Repulsive is the first thing that comes to mind when I stumbled upon this video. I can understand where Nadia is coming from but that is still no excuse to change your appearance completely. Her mother should have gone to the school about the bullying and even had Nadia switch schools if it was that bad, before even thinking about doing something this drastic. Plastic surgery is almost never the only option, there are other ways to . It may not be marketing or photo manipulation directly but having this foundation on the news certainly spreads it out it out to more costumers. Not only that but changing her facial structure is a way of manipulation. She no longer looks like she did when she was born. The only difference is that she can never go back to the way she was while photo manipulation is only temporary.
This site shows a few of the faked images to raise awareness of the Holocaust. The horrors depicted in photos are half truth, but also half lies. A good portion of the ‘proof’ of murder in the camps were of bodies of people not even in camps, some images whereof people of Europe who died of disease or even US terror attacks. This is by all means not to say the Holocaust was all fake, but saying there is some lies hidden in the truths. Like movie, exaggerating things creates a larger reaction over showing things as they are.
Andrew went out of his way to prove a point to people. Before and After photos that weight loss programs advertise are an illusion. Fast results are always going to be temporary, long lasting results can take years. Andrew posed in his own room with a camera set up and in about an hour took Before and After shots of him self. In the Before image he was unshaven, let his belly hang. However, right after that image was take he shaved off the hair on his chest and head, changed the lighting to be over head, sucked in his gut and flexed. Don’t let this get your hopes up, just don’t believe everything you see and don’t expect result in less than a month.
At the end to the article Andrew said “We all spend too much time sucking in our guts, trying to look the way we think society thinks we should. Don’t waste any more energy trying to compete with everyone else. It’s all smoke and mirrors.” So don’t beat yourself up by comparing yourself to those ‘better’ than you.
This expert photographer and filmmaker, Frank Uyttenhove cleverly tells a story in his artfully crafted manipulations. His pieces are whimsical and charming, memorable for any consumer. He has done a great deal of work for car companies, such as Audi, Volkswagen, and Mercedes Benz. Uyttenhove has also done work for several airlines, Kraft Foods, Nivea, and other various companies. His work is incredibly crisp, appealing to the imagination of any buyer. His unique style leaves a mark, so that we remember advertising as art.
To continue on with the trend of photoshop fails, I give you this link. This link is to a blog that actually dedicates itself to show and discuss various fails in photoshop. The interesting thing is that most of the photoshop fails are pretty obvious and it’s actually quite shocking that no one notices them before the ads are released out into the public. Anyway, I found the fails quite humorous along with the commentary that went with the fails. I hope you enjoy them as well.

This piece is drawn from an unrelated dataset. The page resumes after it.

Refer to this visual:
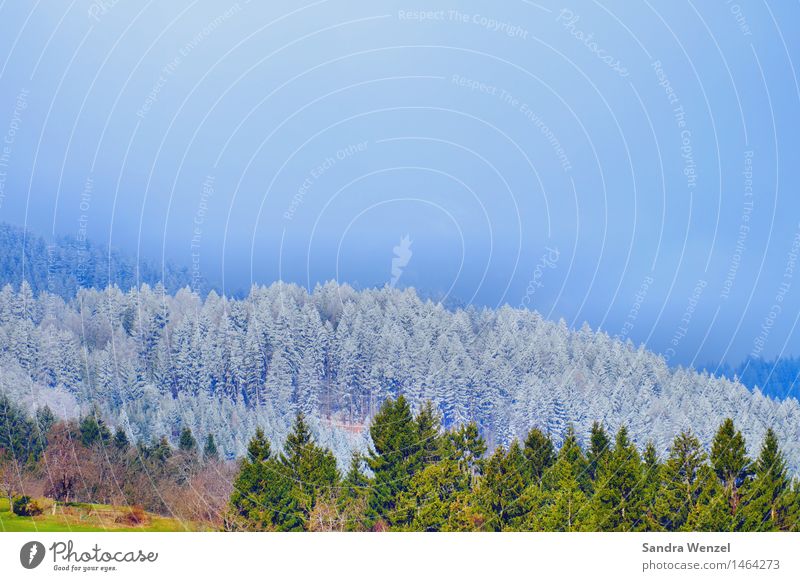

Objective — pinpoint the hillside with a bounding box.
[0,222,192,299]
[0,279,798,473]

I thought it was extremely interesting that in the 1950s, the photographs of models normally used for calendars, posters, and advertisements, would be turned into paintings rather than keeping the original. Whether or not these original pictures would be considered too racy or whether they made painted versions to make the women more perfect, I’m not entirely sure. But it is interesting to see the differences they made. The artist’s rendering can change the model’s face entirely, the placement of props, the setting, the clothing and the body. Would we see this as art? Or as manipulation? It’s likely that most people would see Photoshop as manipulation of the masses, but a painting as art. Why is that? Both take skill and expertise.

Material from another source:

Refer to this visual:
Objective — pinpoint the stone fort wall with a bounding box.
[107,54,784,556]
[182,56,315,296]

I thought when most advertisements used Photoshop, the people behind it didn’t want you to know. This movie poster is so manipulated that Melissa McCarthy is almost unrecognizable, and Sandra Bullock looks plastic. Why would someone alter this poster to such an extreme when it is for a movie. The audience will see the way these actresses really look when they watch them for two hours on the big screen. The manipulation is blatantly obvious, and sends the message that plus size women like Melissa McCarthy do not fit society’s standard of beauty.